By “Unicode things” I mean programs that process UTF-8. The basic logic of such programs is typically:

Decode the runes (codepoints) from a UTF-8 string
Look up their categories
Do something with that information

It looks something like this (using Go for example):

for _, r := range myString {  // "DecodeRune" is called under the hood
    if unicode.Is(r, category1) || unicode.Is(r, category3) {  // Binary searches on a range table
        // do something based on category
    }
}

It’s all fine. But! Runes are a deserialization, which we only use temporarily. Multiple category lookups. Can we do better?

Prefix trie + bitwise categories

Yes, and the answer is a prefix trie, a type of KV (key-value) data structure. The K is a slice of UTF-8 bytes, and the V is a bitmap of Unicode categories. It looks like this:

type category uint8

const (
	category1 category = 1 << iota
	category2
	category3
	category4
)

func (this category) is(that category) bool {
	return (this & that) != 0
}

position := 0

for position < len(myString) {
    cat, w := trie.lookup(myString[position:])   // no rune decoding
    position += w

    if cat.is(category1|category3) { // check multiple categories
        // do something based on category
    }
}

This turns out to be 30%-50% faster in my experience. No allocations, no runes, one lookup retrieves all categories.

Further, the result is a bitmap (integer) for all categories that match. O(1) vs O(n) lookups.

The trie is pretty compact, since each unique byte is only stored once.

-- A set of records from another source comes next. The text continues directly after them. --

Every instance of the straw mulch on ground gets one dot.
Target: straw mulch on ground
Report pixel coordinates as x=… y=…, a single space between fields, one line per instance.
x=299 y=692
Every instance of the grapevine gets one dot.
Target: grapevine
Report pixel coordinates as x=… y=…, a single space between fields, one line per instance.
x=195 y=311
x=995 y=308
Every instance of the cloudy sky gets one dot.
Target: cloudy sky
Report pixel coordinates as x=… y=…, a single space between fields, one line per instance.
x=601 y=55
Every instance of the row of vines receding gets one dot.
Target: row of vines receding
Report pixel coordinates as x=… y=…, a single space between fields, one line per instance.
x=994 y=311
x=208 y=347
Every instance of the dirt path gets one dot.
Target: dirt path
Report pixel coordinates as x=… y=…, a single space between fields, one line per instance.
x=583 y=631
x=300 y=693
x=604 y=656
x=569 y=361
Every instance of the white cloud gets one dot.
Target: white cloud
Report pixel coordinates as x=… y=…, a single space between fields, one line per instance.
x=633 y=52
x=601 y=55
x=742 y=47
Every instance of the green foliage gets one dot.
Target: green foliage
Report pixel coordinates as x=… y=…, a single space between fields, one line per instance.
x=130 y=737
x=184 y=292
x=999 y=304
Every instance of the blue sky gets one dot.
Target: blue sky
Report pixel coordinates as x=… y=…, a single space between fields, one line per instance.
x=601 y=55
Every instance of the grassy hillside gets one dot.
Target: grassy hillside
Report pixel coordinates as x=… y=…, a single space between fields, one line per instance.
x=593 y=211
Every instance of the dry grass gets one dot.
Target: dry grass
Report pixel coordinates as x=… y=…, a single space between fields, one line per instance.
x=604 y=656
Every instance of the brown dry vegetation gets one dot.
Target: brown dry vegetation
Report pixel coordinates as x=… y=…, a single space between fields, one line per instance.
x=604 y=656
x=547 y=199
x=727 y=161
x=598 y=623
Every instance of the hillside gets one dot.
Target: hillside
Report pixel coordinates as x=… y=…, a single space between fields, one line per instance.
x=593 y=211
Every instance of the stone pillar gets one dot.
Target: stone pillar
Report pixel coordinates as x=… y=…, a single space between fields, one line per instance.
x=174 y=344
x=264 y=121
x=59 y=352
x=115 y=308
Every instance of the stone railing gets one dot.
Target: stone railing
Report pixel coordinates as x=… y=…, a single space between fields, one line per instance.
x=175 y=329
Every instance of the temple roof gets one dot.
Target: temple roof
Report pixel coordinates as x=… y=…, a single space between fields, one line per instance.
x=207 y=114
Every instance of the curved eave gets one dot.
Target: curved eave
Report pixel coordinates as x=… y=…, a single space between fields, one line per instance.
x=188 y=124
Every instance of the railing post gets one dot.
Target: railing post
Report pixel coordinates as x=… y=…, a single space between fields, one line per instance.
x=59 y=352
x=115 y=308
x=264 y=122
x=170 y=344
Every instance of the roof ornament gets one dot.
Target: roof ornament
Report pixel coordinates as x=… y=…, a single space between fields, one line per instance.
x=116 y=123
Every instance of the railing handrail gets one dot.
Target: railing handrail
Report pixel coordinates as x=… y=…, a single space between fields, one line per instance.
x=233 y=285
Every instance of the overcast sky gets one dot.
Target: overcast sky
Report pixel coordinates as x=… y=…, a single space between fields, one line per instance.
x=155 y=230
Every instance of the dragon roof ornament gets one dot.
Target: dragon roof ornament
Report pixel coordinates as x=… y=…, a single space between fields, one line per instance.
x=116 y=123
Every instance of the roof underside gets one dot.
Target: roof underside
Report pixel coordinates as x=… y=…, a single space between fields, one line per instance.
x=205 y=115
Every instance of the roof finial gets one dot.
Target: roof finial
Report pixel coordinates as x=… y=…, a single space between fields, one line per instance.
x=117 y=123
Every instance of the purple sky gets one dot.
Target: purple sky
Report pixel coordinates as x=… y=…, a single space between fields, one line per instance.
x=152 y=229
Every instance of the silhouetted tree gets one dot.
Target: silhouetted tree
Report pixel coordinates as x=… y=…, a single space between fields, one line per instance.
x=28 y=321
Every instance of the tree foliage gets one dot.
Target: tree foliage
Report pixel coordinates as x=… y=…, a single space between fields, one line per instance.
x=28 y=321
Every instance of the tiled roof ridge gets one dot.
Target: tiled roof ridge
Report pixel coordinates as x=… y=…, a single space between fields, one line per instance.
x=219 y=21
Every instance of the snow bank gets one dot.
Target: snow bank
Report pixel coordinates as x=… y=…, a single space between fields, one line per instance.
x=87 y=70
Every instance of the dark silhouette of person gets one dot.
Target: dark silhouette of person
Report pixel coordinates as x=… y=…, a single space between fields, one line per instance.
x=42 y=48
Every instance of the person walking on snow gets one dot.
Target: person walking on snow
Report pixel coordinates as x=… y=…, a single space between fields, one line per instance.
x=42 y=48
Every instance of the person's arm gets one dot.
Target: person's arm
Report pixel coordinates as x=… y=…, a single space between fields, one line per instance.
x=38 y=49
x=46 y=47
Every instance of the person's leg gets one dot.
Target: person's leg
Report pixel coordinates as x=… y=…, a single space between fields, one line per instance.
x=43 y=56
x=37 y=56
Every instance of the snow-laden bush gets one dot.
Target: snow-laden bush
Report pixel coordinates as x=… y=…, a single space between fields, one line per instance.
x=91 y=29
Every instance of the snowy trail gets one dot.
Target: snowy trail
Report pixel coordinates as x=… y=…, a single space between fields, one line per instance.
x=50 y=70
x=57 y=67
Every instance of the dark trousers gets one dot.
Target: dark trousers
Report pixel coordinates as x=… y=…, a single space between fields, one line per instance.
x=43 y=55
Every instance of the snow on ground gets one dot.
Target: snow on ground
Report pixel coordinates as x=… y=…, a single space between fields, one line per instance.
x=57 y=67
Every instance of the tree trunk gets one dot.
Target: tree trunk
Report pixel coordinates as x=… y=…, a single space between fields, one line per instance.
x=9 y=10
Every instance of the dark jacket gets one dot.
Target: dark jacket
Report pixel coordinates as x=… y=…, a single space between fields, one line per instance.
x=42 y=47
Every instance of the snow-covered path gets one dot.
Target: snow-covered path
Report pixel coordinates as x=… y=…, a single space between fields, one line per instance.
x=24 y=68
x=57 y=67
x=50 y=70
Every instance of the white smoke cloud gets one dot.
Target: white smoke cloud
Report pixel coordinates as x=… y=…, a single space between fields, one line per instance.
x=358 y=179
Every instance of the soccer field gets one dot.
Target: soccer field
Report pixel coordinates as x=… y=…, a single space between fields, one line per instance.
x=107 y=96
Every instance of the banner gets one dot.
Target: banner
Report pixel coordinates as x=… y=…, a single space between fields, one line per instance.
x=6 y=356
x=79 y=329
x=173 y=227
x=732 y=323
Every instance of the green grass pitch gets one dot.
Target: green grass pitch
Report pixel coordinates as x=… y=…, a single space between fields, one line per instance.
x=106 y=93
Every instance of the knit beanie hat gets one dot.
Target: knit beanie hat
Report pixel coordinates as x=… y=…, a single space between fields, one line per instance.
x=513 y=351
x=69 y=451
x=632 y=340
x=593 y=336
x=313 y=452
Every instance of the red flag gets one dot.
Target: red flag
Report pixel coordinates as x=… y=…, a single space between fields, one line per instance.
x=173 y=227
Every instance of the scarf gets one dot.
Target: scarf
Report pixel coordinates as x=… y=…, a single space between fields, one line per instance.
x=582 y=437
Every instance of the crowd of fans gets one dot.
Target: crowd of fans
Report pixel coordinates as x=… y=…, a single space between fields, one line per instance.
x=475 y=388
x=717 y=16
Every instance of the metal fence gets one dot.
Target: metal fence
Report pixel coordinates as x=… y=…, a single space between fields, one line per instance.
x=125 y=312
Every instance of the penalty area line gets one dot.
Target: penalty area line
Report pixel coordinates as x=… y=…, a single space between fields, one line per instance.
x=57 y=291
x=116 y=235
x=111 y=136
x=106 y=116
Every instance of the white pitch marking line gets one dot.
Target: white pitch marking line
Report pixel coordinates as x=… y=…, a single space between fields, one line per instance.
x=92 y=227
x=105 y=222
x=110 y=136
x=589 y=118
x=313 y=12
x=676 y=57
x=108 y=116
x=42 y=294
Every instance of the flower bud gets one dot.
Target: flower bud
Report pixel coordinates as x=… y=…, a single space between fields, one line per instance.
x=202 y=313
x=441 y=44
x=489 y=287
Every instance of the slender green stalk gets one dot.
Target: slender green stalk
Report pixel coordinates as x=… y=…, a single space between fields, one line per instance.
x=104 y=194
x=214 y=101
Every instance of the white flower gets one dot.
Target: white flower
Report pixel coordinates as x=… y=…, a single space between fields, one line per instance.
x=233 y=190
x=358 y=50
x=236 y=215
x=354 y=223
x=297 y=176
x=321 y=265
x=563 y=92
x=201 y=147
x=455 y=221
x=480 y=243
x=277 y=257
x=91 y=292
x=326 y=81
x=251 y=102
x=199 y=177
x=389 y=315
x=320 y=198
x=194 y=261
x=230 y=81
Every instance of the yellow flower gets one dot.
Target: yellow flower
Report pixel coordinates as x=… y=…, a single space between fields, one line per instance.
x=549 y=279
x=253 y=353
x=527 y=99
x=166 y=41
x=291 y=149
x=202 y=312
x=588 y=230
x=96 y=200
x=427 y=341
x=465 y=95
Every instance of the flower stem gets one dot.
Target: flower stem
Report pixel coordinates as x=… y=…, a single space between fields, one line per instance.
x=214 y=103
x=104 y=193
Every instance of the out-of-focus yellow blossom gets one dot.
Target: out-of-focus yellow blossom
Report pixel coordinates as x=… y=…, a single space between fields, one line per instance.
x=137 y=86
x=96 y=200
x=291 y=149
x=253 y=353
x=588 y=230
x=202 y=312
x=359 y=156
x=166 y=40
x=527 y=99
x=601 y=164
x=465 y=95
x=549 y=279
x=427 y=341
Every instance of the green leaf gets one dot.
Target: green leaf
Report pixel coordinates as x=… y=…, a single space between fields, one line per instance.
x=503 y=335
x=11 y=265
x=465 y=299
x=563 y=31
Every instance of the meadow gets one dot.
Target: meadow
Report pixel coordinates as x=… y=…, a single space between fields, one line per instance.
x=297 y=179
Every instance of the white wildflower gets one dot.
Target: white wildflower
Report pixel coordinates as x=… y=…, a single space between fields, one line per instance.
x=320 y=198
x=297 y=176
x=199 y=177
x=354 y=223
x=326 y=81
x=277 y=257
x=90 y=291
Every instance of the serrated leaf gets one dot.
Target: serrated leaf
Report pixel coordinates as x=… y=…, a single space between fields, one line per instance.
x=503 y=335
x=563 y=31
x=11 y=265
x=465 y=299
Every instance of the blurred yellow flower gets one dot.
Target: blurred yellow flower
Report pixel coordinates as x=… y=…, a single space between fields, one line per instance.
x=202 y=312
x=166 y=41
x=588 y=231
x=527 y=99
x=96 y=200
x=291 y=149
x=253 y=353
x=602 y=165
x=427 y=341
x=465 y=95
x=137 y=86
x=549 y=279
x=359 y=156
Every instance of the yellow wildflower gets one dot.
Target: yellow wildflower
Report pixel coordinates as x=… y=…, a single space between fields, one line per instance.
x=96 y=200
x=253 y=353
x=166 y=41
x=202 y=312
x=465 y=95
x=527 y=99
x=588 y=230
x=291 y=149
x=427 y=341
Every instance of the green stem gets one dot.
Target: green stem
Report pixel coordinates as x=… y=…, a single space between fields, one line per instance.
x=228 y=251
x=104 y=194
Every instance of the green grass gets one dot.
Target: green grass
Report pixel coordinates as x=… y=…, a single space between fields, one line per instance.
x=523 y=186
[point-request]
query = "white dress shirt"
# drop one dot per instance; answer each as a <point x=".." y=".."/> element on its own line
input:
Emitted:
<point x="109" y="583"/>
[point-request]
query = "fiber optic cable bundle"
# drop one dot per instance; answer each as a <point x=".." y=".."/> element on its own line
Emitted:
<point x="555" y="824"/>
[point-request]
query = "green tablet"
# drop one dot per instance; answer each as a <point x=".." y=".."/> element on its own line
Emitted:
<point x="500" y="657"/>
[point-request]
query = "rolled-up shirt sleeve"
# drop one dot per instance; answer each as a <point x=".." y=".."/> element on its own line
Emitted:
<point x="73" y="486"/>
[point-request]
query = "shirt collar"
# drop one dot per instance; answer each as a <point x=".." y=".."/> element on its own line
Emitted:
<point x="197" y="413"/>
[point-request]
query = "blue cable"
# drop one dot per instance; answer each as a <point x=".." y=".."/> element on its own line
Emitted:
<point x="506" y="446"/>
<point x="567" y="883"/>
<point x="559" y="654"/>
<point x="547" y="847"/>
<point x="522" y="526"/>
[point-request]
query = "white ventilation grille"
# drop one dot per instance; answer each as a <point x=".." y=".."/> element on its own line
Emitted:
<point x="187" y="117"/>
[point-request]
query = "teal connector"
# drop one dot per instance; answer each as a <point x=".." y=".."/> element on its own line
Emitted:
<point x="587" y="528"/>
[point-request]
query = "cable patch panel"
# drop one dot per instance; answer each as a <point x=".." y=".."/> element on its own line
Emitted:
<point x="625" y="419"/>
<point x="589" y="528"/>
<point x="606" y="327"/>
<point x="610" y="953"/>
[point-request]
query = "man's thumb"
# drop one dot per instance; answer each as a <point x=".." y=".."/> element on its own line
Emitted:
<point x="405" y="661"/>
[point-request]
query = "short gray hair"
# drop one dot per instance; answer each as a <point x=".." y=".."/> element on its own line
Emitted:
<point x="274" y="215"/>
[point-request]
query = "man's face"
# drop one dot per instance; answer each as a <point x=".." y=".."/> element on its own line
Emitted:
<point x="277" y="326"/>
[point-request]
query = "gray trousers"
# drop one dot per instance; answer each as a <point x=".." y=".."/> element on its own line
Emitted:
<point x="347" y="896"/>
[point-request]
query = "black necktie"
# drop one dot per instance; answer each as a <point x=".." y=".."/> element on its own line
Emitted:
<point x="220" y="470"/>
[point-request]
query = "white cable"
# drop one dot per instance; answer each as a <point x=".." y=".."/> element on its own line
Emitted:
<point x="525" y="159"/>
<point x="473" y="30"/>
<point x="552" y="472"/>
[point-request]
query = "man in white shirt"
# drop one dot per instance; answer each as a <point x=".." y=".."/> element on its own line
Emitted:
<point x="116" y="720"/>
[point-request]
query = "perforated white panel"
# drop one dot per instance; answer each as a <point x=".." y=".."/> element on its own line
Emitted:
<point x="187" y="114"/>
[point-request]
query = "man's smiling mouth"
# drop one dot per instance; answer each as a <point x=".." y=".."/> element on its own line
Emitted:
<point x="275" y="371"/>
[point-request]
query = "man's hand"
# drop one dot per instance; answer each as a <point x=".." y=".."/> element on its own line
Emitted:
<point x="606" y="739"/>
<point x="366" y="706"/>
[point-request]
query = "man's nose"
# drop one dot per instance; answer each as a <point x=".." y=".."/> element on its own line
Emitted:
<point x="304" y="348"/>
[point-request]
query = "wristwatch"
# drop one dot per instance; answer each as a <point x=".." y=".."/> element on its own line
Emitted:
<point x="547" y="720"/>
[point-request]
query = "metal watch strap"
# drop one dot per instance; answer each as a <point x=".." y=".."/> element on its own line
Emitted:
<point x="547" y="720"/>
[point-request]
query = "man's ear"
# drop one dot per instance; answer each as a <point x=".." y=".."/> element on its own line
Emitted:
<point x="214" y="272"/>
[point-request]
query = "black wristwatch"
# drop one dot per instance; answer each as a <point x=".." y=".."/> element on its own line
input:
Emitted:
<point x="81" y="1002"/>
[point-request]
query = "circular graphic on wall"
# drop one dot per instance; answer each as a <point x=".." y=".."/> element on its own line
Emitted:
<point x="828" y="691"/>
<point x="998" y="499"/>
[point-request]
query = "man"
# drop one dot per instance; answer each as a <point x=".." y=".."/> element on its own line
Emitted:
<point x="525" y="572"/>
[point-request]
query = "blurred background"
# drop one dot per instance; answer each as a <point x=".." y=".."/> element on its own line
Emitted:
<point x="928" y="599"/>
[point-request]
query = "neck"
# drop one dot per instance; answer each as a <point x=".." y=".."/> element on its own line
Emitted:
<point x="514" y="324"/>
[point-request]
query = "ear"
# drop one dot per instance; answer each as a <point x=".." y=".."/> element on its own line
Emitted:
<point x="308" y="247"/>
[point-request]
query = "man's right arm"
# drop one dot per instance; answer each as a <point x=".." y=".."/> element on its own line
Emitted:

In Go, we have to code-gen the trie. Happily, there is a package deep in the x/text module, called triegen. In other languages, you might use compile-time generation.

ASCII optimizations

I have two packages that do Unicode things:

uax29 - tokenize graphemes & words
displaywidth - determine the monospace display width of strings

Each of those tasks are defined by Unicode standards, and require complicated logic: lookbacks, lookaheads, many rules.

However, the ASCII cases are simple: a byte is a grapheme; words are alphanumeric bytes followed by a space; printable characters always have a display width of 1.

We can carefully exploit those special cases: apply the ASCII rules until we encounter a byte that is not ASCII. Then, fall back to the full logic. In my libraries, this improves the general case by around 50%, and the all-ASCII case by 2x-10x.

Importantly, one needs to understand the rules that one is eliding. For example, I had a gotcha where an ASCII byte followed by a non-ASCII byte…is no longer “ASCII”. The character might legitimately be followed by a modifier, such as an accent. In that case, we back out by one byte and defer to the standard logic.